Pauline takes walks and is no longer a novelty alone on the street. She chats reasonably with the neighbors, though not with their children, unless they permit their mud pies to become tortes with pussy willow filling, their chalk walks mosaics. The day Pauline advised Mrs. Plant that her garden had too many trees on the left and too few on the right was the day Pauline’s mother first met with Mrs. Plant, and the last. Mr. Murphy had been much more understanding, and Pauline’s father much preferred Murphy’s grass to Plant’s trees.


Pauline plays castanets with pebbles. G-D-A-E sounds on the stairwell rails.
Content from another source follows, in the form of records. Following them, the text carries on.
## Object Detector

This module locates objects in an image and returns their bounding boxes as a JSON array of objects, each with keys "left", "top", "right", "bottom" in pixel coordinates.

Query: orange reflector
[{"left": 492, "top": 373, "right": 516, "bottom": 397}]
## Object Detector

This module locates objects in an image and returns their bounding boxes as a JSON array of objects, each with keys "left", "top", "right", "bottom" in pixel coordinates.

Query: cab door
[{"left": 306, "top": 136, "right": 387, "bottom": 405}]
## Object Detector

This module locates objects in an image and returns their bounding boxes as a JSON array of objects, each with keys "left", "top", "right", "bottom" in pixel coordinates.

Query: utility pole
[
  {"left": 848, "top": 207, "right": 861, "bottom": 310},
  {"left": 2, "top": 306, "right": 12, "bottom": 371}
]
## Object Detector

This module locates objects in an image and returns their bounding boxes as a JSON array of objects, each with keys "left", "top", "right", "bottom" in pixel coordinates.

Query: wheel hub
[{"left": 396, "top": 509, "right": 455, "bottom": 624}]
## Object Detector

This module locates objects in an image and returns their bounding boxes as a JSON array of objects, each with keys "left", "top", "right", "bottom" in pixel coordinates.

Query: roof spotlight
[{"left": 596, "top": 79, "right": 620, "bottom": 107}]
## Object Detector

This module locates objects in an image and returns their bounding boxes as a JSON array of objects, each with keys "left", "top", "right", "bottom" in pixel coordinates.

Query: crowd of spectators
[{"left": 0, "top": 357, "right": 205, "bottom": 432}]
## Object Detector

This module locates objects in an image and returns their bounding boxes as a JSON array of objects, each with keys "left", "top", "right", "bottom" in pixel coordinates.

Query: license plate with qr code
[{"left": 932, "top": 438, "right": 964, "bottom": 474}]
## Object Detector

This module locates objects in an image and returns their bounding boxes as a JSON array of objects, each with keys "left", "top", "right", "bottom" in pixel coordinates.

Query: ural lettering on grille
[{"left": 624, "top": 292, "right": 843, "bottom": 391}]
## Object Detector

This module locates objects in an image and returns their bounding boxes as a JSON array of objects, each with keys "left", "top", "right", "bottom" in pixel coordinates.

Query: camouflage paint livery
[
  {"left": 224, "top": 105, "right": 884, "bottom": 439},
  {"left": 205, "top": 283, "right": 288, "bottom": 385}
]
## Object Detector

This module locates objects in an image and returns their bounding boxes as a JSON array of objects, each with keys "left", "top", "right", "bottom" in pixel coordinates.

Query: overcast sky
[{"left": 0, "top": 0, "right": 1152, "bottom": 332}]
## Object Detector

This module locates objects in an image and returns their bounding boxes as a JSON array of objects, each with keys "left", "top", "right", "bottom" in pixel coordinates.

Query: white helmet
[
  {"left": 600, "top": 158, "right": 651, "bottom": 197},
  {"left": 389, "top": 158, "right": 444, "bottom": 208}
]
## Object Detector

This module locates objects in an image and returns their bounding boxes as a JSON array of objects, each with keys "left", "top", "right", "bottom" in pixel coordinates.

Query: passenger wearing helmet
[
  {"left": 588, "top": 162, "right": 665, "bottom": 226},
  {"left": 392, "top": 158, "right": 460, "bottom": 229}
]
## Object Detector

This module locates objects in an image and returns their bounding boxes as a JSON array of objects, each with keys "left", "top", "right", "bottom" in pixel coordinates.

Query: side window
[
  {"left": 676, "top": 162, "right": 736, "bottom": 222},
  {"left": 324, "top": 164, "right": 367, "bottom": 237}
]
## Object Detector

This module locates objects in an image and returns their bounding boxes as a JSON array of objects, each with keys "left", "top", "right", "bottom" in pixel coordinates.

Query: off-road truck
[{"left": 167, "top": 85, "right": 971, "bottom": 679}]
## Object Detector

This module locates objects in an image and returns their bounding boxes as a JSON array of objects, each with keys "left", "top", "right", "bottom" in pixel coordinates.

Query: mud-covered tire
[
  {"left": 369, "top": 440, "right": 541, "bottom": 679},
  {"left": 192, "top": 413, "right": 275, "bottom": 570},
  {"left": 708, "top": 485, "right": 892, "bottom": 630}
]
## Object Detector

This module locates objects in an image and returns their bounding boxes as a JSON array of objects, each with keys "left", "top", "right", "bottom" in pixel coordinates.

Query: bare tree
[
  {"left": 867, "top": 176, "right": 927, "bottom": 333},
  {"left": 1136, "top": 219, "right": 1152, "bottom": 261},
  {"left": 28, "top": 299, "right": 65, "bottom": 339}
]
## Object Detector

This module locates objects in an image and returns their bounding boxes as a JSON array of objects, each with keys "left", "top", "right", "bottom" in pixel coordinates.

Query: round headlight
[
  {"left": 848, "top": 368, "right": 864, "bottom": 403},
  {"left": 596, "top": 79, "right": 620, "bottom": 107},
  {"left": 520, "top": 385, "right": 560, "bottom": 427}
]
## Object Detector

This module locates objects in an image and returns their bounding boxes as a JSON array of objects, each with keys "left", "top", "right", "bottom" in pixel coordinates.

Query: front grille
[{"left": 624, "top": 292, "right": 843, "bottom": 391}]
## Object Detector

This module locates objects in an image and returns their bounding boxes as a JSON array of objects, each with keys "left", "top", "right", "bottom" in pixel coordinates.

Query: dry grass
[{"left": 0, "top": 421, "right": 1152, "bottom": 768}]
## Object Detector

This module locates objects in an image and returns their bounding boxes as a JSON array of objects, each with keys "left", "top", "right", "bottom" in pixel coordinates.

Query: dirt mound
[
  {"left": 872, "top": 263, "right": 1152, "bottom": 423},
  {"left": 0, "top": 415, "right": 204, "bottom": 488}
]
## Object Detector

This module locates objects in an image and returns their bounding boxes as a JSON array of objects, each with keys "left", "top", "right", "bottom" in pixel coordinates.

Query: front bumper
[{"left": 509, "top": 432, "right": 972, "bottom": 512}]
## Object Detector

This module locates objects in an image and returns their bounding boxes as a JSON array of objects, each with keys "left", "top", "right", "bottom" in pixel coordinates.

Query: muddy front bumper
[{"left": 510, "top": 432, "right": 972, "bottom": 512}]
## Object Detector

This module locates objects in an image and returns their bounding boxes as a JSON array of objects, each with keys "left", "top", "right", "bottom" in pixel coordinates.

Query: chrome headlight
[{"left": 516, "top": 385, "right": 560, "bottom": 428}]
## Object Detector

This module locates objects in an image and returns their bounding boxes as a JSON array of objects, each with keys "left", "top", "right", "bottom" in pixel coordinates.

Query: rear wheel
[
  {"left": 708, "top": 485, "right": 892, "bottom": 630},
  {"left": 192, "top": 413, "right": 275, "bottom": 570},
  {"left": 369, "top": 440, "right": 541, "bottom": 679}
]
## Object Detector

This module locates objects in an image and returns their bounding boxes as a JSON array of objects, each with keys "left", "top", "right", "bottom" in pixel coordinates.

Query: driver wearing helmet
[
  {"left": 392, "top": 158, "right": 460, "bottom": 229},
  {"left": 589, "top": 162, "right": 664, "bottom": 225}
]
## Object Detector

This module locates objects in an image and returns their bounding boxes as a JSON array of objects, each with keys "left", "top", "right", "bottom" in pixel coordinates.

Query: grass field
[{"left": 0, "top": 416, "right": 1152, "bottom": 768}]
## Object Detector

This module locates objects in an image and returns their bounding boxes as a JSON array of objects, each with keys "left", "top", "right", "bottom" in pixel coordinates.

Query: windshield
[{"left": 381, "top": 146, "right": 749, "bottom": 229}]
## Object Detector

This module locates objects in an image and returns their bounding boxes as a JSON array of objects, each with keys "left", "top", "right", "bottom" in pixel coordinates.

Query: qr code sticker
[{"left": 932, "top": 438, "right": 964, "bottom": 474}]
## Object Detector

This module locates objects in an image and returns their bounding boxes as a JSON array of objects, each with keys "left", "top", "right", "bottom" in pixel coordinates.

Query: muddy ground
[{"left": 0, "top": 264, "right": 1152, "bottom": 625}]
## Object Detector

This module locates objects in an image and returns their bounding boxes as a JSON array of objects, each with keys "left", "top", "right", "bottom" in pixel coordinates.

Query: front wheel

Her voice “Hellos” crisply high and sometimes breaks the orange juice glasses together with her mother’s kind resolve.


“Pauline. Pauline. A little lower, please. Your father needs his nourishment.”
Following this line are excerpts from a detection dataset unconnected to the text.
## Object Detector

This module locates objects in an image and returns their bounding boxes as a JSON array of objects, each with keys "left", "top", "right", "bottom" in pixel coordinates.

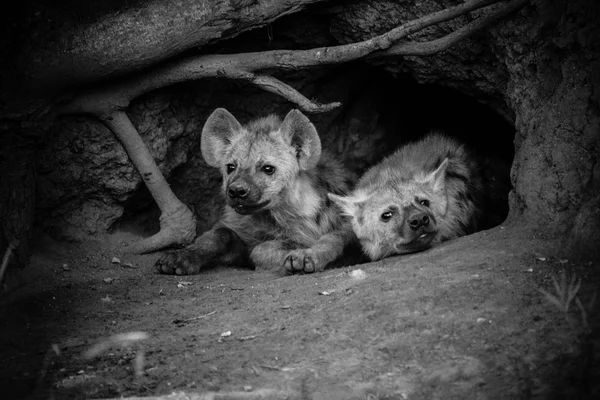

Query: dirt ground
[{"left": 0, "top": 226, "right": 600, "bottom": 400}]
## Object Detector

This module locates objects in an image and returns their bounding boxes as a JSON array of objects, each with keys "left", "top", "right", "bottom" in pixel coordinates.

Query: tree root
[{"left": 57, "top": 0, "right": 529, "bottom": 253}]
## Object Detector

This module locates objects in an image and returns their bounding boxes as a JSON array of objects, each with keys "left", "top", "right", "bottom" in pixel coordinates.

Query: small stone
[{"left": 348, "top": 269, "right": 367, "bottom": 280}]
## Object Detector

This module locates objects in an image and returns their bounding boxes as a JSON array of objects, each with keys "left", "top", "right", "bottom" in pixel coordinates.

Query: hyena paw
[
  {"left": 283, "top": 249, "right": 325, "bottom": 274},
  {"left": 155, "top": 250, "right": 200, "bottom": 275}
]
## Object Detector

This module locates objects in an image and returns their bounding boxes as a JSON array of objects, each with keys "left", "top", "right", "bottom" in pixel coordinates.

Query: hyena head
[
  {"left": 201, "top": 108, "right": 321, "bottom": 214},
  {"left": 328, "top": 159, "right": 448, "bottom": 260}
]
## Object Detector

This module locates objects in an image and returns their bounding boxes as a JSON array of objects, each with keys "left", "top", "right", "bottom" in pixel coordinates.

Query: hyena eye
[
  {"left": 262, "top": 165, "right": 275, "bottom": 175},
  {"left": 381, "top": 211, "right": 394, "bottom": 222}
]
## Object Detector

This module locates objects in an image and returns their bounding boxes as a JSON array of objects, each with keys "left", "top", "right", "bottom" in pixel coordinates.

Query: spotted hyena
[
  {"left": 157, "top": 108, "right": 355, "bottom": 275},
  {"left": 329, "top": 133, "right": 484, "bottom": 260}
]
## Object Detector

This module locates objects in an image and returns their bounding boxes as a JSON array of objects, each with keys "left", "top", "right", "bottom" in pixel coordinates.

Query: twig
[
  {"left": 173, "top": 310, "right": 217, "bottom": 325},
  {"left": 380, "top": 0, "right": 530, "bottom": 57},
  {"left": 55, "top": 0, "right": 528, "bottom": 253}
]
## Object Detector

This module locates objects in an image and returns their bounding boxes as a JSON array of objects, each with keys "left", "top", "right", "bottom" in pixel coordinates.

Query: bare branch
[
  {"left": 59, "top": 0, "right": 508, "bottom": 115},
  {"left": 380, "top": 0, "right": 530, "bottom": 57},
  {"left": 252, "top": 75, "right": 342, "bottom": 113},
  {"left": 102, "top": 111, "right": 196, "bottom": 253},
  {"left": 56, "top": 0, "right": 528, "bottom": 252}
]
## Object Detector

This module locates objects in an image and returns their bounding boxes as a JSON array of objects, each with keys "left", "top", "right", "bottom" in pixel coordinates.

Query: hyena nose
[
  {"left": 408, "top": 212, "right": 429, "bottom": 231},
  {"left": 228, "top": 185, "right": 250, "bottom": 199}
]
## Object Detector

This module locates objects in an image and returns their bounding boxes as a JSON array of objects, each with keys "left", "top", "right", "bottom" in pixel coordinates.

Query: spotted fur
[
  {"left": 329, "top": 133, "right": 483, "bottom": 260},
  {"left": 157, "top": 109, "right": 354, "bottom": 274}
]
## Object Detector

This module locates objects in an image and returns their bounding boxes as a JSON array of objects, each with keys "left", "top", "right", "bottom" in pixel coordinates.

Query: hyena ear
[
  {"left": 425, "top": 158, "right": 448, "bottom": 192},
  {"left": 200, "top": 108, "right": 242, "bottom": 167},
  {"left": 279, "top": 110, "right": 321, "bottom": 170},
  {"left": 327, "top": 193, "right": 365, "bottom": 218}
]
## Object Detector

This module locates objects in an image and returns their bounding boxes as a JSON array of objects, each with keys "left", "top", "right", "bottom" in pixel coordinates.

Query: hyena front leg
[
  {"left": 283, "top": 230, "right": 353, "bottom": 274},
  {"left": 156, "top": 226, "right": 248, "bottom": 275}
]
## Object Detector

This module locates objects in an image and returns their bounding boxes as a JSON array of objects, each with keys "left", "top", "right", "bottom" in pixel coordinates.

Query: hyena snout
[
  {"left": 227, "top": 182, "right": 250, "bottom": 200},
  {"left": 407, "top": 211, "right": 430, "bottom": 231}
]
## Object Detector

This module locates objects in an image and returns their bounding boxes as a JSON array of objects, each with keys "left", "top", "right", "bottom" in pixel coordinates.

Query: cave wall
[
  {"left": 38, "top": 0, "right": 600, "bottom": 256},
  {"left": 332, "top": 0, "right": 600, "bottom": 257},
  {"left": 36, "top": 7, "right": 514, "bottom": 240}
]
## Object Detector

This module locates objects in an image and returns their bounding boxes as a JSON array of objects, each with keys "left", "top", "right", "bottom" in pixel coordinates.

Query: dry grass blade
[
  {"left": 538, "top": 270, "right": 581, "bottom": 313},
  {"left": 538, "top": 289, "right": 566, "bottom": 312},
  {"left": 83, "top": 332, "right": 150, "bottom": 358}
]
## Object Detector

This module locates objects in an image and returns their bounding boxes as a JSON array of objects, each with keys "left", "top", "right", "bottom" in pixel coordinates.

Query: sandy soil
[{"left": 0, "top": 227, "right": 600, "bottom": 400}]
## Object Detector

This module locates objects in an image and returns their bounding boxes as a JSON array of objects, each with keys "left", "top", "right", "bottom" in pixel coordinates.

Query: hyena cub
[
  {"left": 329, "top": 133, "right": 483, "bottom": 260},
  {"left": 157, "top": 108, "right": 355, "bottom": 275}
]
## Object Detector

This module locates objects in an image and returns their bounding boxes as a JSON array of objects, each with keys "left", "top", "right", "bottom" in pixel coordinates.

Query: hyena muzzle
[
  {"left": 157, "top": 108, "right": 355, "bottom": 275},
  {"left": 329, "top": 133, "right": 484, "bottom": 260}
]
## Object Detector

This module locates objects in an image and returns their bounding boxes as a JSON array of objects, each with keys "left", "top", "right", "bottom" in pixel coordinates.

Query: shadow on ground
[{"left": 0, "top": 223, "right": 600, "bottom": 400}]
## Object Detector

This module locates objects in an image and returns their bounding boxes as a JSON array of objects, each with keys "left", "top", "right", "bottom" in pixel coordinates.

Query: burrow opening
[{"left": 111, "top": 63, "right": 515, "bottom": 241}]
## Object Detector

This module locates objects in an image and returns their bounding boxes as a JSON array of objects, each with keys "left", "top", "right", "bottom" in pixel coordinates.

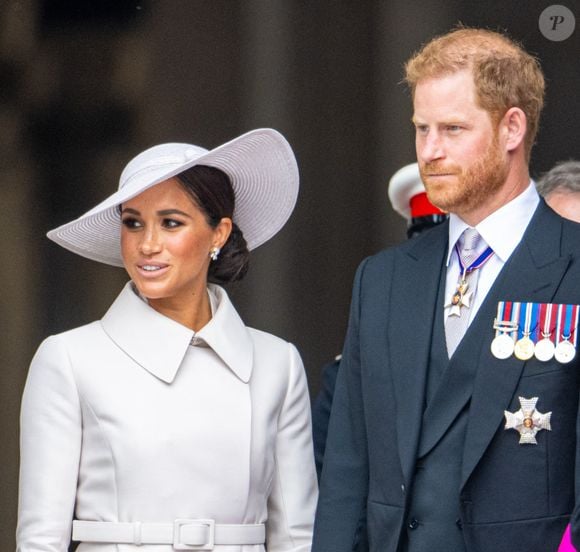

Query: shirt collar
[
  {"left": 101, "top": 282, "right": 253, "bottom": 383},
  {"left": 447, "top": 180, "right": 540, "bottom": 266}
]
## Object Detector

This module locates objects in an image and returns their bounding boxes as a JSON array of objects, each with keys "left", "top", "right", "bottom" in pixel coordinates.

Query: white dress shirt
[{"left": 443, "top": 181, "right": 540, "bottom": 324}]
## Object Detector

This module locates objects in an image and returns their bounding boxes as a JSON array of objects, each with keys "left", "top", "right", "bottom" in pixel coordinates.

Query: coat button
[{"left": 407, "top": 518, "right": 419, "bottom": 531}]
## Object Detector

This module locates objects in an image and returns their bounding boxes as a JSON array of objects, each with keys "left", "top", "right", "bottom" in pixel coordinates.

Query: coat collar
[{"left": 101, "top": 282, "right": 253, "bottom": 383}]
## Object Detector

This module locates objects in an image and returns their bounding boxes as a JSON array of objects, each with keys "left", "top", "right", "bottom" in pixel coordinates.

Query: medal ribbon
[
  {"left": 494, "top": 301, "right": 517, "bottom": 337},
  {"left": 518, "top": 303, "right": 534, "bottom": 339},
  {"left": 455, "top": 243, "right": 493, "bottom": 277},
  {"left": 557, "top": 305, "right": 578, "bottom": 348}
]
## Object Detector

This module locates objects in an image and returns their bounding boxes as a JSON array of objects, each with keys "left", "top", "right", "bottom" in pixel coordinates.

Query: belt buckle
[{"left": 173, "top": 518, "right": 215, "bottom": 550}]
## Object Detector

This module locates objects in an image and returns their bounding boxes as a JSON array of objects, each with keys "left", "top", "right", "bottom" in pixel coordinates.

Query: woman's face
[{"left": 121, "top": 178, "right": 231, "bottom": 314}]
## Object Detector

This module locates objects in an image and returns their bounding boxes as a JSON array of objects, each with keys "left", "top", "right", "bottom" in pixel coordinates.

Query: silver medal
[
  {"left": 514, "top": 336, "right": 535, "bottom": 360},
  {"left": 534, "top": 337, "right": 556, "bottom": 362},
  {"left": 554, "top": 341, "right": 576, "bottom": 364},
  {"left": 491, "top": 333, "right": 514, "bottom": 360}
]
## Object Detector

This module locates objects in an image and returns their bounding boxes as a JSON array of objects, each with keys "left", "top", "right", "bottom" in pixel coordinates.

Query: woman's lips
[{"left": 137, "top": 262, "right": 169, "bottom": 278}]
Pauline saw that her mother always smiled when the sun was up and sighed when the sun was down. Her mother described the sun. “It is very bright,” and advised her not to look at it. But Pauline thought she would see for herself. When she had seen that she could not see, she did not look again. Instead, for a while, she watched the moving colored circles that took the place of Mrs. Williams’s house across the way. Those green and yellow, blue and orange circles moved first away and then approached and then rolled back again, sometimes taking her head with them so that her body dipped at random and finally laid itself upon the grass.


Mosaics on the moon are carved with chalk by Pauline, now faceless green and light. Euphonic notes cascade upon her stone, melodies lyred on rain rows, tympanied on mountain clouds.


“Pauline. Pauline. A little lower please.”